Eventually Casey is ready. He laybacks up the pumpy slopers, desperately leaning off of shallow knee bars to clip the fixed nuts that have been hammered into the pin scars. At the crux he crimps footchips on the face and definitely doesn’t use the beta that he had worked out the last time. He punches through some shallow locks with several yells and settles into the hand jam rest before the final section. It’s 5.10 laybacking on an okay sloper, which would normally be fine, except last weekend a foot slip in this section sent Casey flying. I can see his elbows flaring out and his whole body sagging with fatigue as he grunts his way up. He grabs the finish jug and lets out a victory scream. For a while he just sits there shaking, holding his head in his hands, overwhelmed by the improbability of the send. I sit there thinking “Shit, now I have to send too.”

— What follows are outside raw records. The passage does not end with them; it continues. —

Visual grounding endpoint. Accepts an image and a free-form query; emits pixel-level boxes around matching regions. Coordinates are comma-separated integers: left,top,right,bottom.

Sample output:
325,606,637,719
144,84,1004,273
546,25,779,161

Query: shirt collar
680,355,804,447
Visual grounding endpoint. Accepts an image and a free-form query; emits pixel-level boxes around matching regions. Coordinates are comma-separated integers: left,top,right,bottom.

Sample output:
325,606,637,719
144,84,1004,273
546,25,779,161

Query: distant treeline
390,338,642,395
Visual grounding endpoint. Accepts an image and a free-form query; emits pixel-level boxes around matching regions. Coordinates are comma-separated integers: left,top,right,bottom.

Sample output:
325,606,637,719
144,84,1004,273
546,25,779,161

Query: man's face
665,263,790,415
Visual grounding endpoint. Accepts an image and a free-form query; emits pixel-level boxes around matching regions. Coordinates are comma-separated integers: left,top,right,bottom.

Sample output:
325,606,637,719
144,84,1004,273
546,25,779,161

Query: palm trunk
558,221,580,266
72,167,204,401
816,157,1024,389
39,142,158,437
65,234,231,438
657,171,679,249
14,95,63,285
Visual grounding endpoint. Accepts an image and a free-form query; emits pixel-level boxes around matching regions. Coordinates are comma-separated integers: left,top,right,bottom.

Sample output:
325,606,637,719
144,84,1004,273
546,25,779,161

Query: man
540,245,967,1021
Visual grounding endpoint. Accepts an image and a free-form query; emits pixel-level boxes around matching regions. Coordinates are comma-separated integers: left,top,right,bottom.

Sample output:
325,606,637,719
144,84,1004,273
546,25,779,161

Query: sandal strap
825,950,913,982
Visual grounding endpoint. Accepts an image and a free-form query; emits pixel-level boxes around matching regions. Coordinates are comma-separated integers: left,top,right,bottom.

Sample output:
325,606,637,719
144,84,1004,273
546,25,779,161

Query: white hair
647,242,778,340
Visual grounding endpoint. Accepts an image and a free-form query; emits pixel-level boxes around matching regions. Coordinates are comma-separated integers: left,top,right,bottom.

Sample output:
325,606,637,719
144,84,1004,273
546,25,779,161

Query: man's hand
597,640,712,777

I similarly forget my beta at the crux, and make something up to get to the key fingerlock. It’s wet, but at this point I don’t even care because after this pitch I know I can do all the moves on the rest of the route.
The only hard pitch left is the 12a traverse pitch, which I’ve only tried once and never sent. Since it goes sideways around a corner, it’s a giant pain in the ass to try more than once. We really don’t’ want to mess this one up. Climbing sideways is always scary; however, this pitch is one of the craziest, wildest and most exposed pitches, with some truly weird holds. I concentrate on the novelty of it to distract myself. Casey had followed this pitch easily before, but now fatigue has set in. He scrapes through the crux using some stuff-your-foot-in-a-hole-to-rest trickery and soon we are both at Round Table ledge.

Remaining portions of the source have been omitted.